Adaf estuda estratégias para reduzir os riscos de contaminação no processamento do açaí

A Agência de Defesa Agropecuária e Florestal do Amazonas (Adaf), órgão integrante do Sistema Sepror estuda estratégias para reduzir os riscos de contaminação no processamento do açaí no Estado do Amazonas. As estratégias foram debatidas junto com a Fundação de Vigilância em Saúde do Amazonas (FVS-AM), Empresa Brasileira de Pesquisa Agropecuária (Embrapa), Instituto de Desenvolvimento Agropecuário Florestal e Sustentável (Idam) e Superintendência Federal de Agricultura (Sfa-AM).

De acordo com o diretor-presidente da Adaf, Sergio Muniz, a preocupação é com a defesa agropecuária do Estado, com a saúde pública e com o papel que a agência tem, de elaborar, coordenar e executar a política de defesa agropecuária, no sentido de garantir a preservação e a sanidade do patrimônio animal e vegetal do Estado.

“O foco é orientar os técnicos para que eles possam repassar informações aos produtores e batedores de açaí, para que os riscos de contaminação possam ser reduzidos, em particular a doença de Chagas acometido pelo inseto popularmente conhecido como barbeiro”, comentou Sergio Muniz.

Além de promover a idoneidade dos insumos e dos serviços utilizados na agropecuária, a identidade e a segurança higiênica sanitária e tecnológica dos produtos agropecuários finais destinados aos consumidores, o grupo decidiu ainda durante a reunião, nivelar informações técnicas com todas as entidades para que a agência elabore uma ação de educação sanitária voltada para o processamento do açaí.

Municípios – Ainda segundo Sergio Muniz, inicialmente este trabalho será executado nos municípios que mais produzem o açaí, como Codajás, Canutama, Humaitá, Tefé, Manacapuru, Anori, Coari e Lábrea. Estes são os municípios do Amazonas que mais possuem a alta concentração de batedeiras de açaí cadastradas no Amazonas.

A medida orientativa será executada após comprovação, por meio de análises laboratoriais, a presença do parasita Trypanossoma cruzi, na amostra de açaí consumida pela família que contraiu Doença de Chagas, no município de Lábrea.
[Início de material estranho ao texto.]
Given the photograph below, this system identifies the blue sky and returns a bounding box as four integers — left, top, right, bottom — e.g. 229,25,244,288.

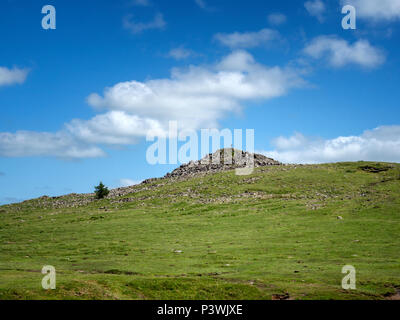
0,0,400,203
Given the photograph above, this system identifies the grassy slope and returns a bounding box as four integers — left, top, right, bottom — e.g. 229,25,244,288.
0,163,400,299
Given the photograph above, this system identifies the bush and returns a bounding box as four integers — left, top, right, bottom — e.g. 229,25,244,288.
94,181,110,199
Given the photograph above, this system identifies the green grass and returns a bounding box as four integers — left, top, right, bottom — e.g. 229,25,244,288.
0,162,400,299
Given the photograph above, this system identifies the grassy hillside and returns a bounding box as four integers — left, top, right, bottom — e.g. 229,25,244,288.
0,162,400,299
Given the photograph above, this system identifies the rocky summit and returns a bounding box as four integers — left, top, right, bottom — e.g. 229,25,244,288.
165,148,282,178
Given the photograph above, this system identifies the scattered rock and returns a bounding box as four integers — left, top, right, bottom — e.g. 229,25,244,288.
272,292,290,300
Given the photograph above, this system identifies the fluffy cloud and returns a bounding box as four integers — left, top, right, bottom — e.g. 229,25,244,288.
262,126,400,163
0,51,304,158
267,13,287,26
168,47,194,60
0,67,29,87
341,0,400,21
214,29,280,48
194,0,215,11
304,36,385,68
0,131,104,159
88,51,302,129
119,179,142,187
130,0,151,7
304,0,326,22
123,13,167,34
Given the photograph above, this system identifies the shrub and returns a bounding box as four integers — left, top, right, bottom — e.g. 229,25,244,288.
94,181,110,199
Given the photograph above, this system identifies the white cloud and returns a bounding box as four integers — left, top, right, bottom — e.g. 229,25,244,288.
66,110,167,145
130,0,151,7
168,47,194,60
194,0,215,11
261,126,400,163
304,0,326,22
123,13,167,34
119,178,143,187
304,36,385,68
341,0,400,21
88,51,302,129
0,51,304,159
0,131,105,159
267,13,287,26
0,67,29,87
214,29,280,48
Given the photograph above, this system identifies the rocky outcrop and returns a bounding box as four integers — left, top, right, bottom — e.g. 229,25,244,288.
164,148,281,178
5,148,281,208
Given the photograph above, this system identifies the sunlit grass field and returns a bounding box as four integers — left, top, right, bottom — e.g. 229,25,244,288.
0,162,400,300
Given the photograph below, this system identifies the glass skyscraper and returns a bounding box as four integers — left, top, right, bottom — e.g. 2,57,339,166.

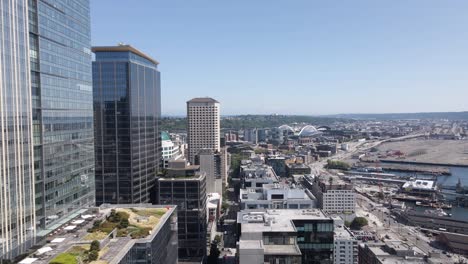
0,0,36,260
93,45,161,205
28,0,95,231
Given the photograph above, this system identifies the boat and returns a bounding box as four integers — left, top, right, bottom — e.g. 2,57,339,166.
424,208,451,217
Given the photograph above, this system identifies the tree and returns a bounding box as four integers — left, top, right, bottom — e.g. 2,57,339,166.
350,217,368,230
88,250,99,261
120,218,129,228
89,240,101,251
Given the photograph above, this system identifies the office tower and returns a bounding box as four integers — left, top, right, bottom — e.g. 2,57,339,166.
161,131,183,168
187,97,221,164
92,45,161,205
0,0,36,260
244,128,258,144
156,160,207,263
28,0,94,233
195,149,223,194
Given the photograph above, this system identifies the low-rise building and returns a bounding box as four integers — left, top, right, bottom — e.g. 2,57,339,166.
286,163,311,177
333,217,359,264
20,204,178,264
401,180,439,197
304,175,356,215
237,209,334,264
240,163,279,189
240,183,316,209
266,155,286,177
359,240,431,264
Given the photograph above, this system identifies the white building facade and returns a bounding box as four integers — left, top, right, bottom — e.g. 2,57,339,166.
187,97,221,164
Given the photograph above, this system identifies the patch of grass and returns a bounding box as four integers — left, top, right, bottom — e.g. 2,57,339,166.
132,208,167,217
67,245,90,255
130,227,152,239
50,253,78,264
117,228,128,237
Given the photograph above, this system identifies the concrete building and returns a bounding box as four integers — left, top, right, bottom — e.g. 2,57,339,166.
26,204,178,264
401,180,439,198
244,128,258,144
0,0,36,262
333,217,359,264
220,147,231,187
240,183,316,210
31,0,95,237
303,175,356,216
265,155,286,177
240,163,279,189
161,131,183,168
187,97,221,164
155,160,208,263
92,45,162,205
286,163,311,177
237,209,334,264
359,240,430,264
437,232,468,255
195,149,225,194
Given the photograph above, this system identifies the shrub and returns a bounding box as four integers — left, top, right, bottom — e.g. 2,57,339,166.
49,253,78,264
88,250,99,261
120,218,129,228
89,240,101,251
350,217,368,230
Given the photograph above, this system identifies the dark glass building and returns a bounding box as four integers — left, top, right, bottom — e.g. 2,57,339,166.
0,0,36,258
27,0,95,231
92,45,161,205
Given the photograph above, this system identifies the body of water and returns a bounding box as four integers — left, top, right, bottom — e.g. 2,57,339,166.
385,167,468,221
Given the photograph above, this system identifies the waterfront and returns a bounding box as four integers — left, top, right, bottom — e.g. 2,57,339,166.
393,167,468,221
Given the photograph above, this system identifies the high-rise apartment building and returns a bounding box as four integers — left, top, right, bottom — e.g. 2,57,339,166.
93,45,161,205
28,0,95,234
0,0,36,262
155,160,207,263
187,97,221,164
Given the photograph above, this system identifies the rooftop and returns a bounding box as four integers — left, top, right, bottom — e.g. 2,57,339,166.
30,204,175,264
91,45,159,65
187,97,219,104
237,209,332,233
402,180,437,190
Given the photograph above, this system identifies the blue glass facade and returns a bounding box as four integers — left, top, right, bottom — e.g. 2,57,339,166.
29,0,95,231
93,46,161,205
0,0,36,262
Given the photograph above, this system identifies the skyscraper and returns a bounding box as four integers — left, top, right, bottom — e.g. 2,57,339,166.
187,97,221,164
29,0,95,231
93,45,161,205
155,159,207,263
0,0,36,260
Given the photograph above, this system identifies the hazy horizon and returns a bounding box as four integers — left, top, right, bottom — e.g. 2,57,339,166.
91,0,468,115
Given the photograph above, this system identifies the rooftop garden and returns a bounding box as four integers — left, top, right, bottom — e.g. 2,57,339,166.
50,240,107,264
84,208,167,240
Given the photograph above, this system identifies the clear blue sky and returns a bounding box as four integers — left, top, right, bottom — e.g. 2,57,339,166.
91,0,468,115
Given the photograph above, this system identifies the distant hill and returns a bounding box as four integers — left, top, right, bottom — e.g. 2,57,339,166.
329,112,468,120
161,115,352,132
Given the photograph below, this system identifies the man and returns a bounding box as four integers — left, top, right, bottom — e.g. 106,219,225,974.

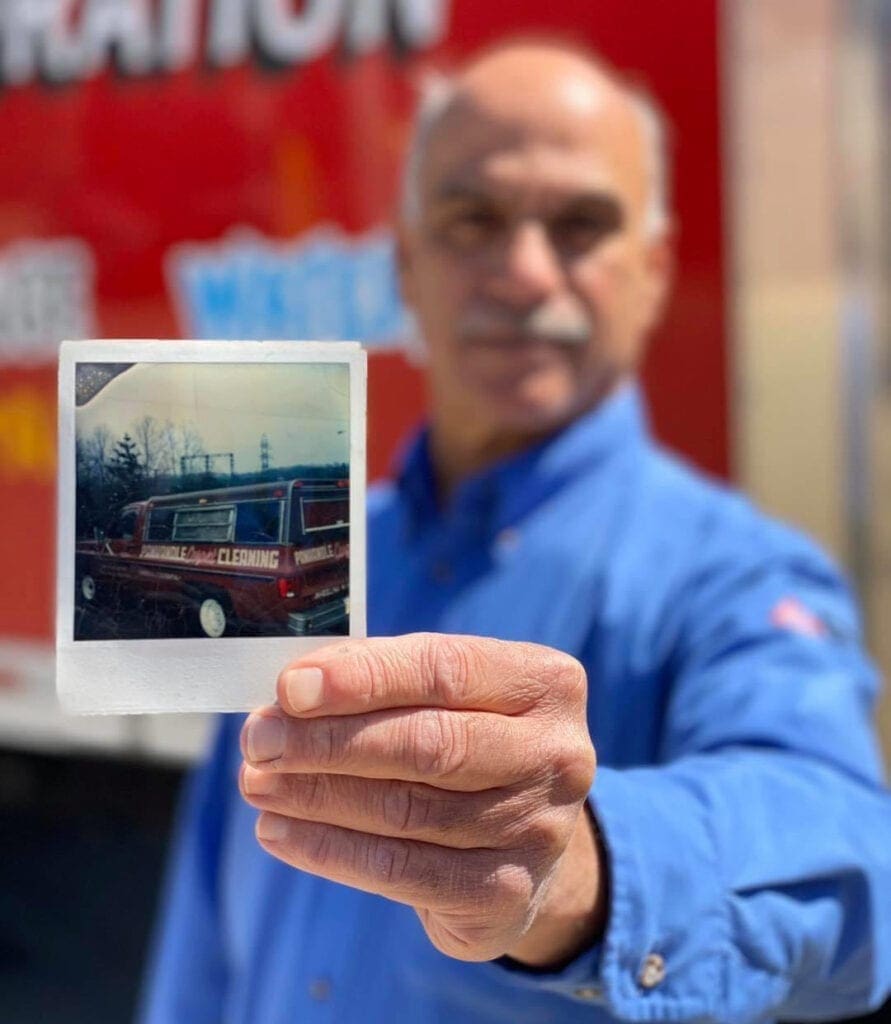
145,43,891,1024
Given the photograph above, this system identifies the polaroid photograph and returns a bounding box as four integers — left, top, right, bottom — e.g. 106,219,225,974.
56,341,366,714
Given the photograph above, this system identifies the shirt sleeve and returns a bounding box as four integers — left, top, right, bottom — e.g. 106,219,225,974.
137,716,239,1024
501,535,891,1024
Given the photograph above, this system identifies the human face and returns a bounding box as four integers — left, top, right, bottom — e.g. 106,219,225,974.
400,67,668,437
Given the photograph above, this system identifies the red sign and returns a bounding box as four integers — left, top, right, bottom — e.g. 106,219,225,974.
0,0,727,641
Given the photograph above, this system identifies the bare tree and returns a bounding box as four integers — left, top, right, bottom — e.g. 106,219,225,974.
84,423,112,486
175,423,205,467
131,416,163,479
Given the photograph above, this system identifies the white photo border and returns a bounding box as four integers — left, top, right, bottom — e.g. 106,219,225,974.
55,340,368,715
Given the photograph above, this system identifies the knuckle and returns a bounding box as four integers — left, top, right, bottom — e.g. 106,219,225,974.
426,636,471,708
541,648,588,708
551,738,596,803
409,708,468,779
303,824,336,866
298,772,328,816
382,783,433,835
306,716,344,768
365,839,415,887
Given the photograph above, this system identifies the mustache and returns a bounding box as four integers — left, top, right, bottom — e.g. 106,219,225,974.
457,305,594,345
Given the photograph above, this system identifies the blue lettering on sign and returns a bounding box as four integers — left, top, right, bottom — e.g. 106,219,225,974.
168,231,407,347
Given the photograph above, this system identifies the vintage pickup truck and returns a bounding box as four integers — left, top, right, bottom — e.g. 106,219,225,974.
75,479,349,637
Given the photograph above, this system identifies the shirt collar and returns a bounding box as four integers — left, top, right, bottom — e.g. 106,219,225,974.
397,382,648,532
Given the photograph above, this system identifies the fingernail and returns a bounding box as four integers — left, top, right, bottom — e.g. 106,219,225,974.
248,715,285,761
257,811,289,843
242,765,279,797
285,669,324,711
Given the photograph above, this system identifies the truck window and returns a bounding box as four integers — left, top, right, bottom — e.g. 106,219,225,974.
145,509,174,541
236,500,282,544
105,510,136,541
300,495,349,534
171,505,236,544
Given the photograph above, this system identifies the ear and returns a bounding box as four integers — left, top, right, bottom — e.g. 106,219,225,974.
641,226,676,332
395,220,415,306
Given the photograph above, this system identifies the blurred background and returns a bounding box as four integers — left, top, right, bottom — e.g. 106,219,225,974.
0,0,891,1024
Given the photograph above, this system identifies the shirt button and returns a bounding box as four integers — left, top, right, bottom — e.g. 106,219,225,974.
309,978,331,1002
495,526,520,555
637,953,666,988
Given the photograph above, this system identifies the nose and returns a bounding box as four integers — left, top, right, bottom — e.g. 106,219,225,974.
492,220,562,305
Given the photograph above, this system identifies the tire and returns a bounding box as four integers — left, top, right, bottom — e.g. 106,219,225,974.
197,595,229,640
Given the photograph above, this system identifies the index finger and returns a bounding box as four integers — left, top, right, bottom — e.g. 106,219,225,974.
277,633,586,716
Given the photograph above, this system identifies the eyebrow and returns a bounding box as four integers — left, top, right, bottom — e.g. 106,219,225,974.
432,181,625,227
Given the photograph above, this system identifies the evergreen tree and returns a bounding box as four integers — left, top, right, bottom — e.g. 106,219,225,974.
109,433,144,505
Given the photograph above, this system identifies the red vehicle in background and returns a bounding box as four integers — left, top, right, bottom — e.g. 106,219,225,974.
75,479,349,639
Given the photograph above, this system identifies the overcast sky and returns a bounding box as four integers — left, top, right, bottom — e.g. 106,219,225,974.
75,362,349,472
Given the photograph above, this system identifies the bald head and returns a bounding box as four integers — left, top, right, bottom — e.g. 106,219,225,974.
401,42,669,233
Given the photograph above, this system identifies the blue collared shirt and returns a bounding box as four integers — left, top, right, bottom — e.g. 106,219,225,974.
143,387,891,1024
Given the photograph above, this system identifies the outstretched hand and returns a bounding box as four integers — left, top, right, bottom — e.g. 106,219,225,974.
241,634,605,966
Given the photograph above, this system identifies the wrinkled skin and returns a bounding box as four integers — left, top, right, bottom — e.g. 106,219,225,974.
241,634,594,959
241,44,670,967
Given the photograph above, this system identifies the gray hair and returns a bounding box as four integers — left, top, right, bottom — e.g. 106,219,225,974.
400,69,671,236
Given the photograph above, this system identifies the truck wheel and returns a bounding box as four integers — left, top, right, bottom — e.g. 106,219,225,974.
198,597,228,640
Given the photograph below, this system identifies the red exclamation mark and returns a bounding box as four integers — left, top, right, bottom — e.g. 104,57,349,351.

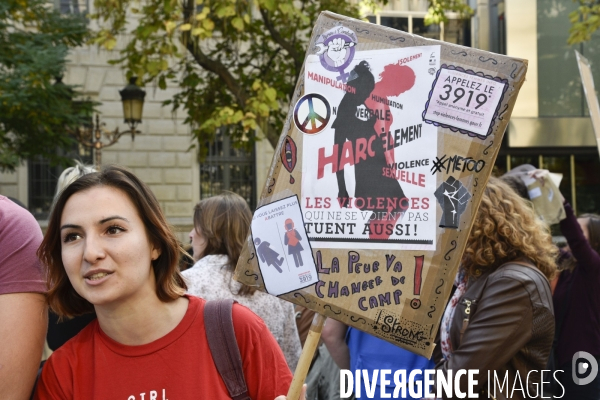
414,256,425,295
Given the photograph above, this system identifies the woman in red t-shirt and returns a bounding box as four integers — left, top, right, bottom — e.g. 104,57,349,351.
35,167,292,400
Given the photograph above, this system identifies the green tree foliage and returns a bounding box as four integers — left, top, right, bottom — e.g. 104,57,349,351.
0,0,90,171
93,0,472,151
93,0,386,153
567,0,600,44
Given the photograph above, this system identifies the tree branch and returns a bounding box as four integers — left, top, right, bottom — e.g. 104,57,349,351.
260,8,303,76
182,0,250,110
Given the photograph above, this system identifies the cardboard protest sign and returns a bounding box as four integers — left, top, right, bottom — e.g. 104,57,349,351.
235,12,527,357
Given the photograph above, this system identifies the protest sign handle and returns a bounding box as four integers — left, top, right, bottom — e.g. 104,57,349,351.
287,313,327,400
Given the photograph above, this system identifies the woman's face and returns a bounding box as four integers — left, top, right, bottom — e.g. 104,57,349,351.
60,186,160,307
190,227,208,261
577,218,590,242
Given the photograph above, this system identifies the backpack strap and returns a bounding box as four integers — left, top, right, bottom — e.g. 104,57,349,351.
204,299,250,400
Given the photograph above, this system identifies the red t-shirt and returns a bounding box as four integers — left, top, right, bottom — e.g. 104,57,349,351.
35,296,292,400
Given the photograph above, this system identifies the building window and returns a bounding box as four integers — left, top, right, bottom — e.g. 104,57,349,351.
27,145,92,220
54,0,90,15
367,10,471,47
200,130,256,210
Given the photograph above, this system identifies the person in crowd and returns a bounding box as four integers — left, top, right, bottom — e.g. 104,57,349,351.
434,177,557,400
183,192,302,371
0,196,48,400
502,165,600,400
35,166,292,400
321,318,434,400
532,170,600,400
46,161,96,351
294,305,340,400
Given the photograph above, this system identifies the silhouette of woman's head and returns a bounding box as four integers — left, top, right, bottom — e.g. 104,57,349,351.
346,61,375,104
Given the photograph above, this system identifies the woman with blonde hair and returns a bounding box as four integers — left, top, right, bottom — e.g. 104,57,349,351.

Confirmação – De acordo com as análises laboratoriais essa é a primeira vez que é comprovada cientificamente a presença do parasita no alimento. Antes, a comprovação era feita por associação, ou seja, apenas por suposições. A confirmação foi realizada por meio da Fundação de Medicina Tropical Doutor Heitor Vieira Dourado (FMT-HVD) e a Fundação de Vigilância em Saúde do Amazonas (FVS-AM), órgãos da Secretaria de Estado de Saúde (Susam).

“Nesse sentido a Adaf, o Idam e a Vigilância Sanitária atuarão com o mecanismo de educação sanitária, orientando também os produtores, extrativistas, batedores e consumidores de açaí”, destacou o diretor-presidente da Adaf, Sergio Muniz.

Orientação – O material da ação de educação sanitária será para orientar a todos desde a recepção e armazenagem dos frutos, inspeção visual, primeira lavagem, segunda lavagem/sanitização, terceira lavagem ou enxague, o branqueamento, amolecimento, resfriamento dos frutos e despolpamento.

Esse entendimento de todos os órgãos é uma recomendação do governador Amazonino Mendes e o secretário de Estado da Produção Rural (Sepror), José Aparecido dos Santos, para que todas as entidades se completem e integrem fechando toda a cadeia produtiva do produtor ao consumidor.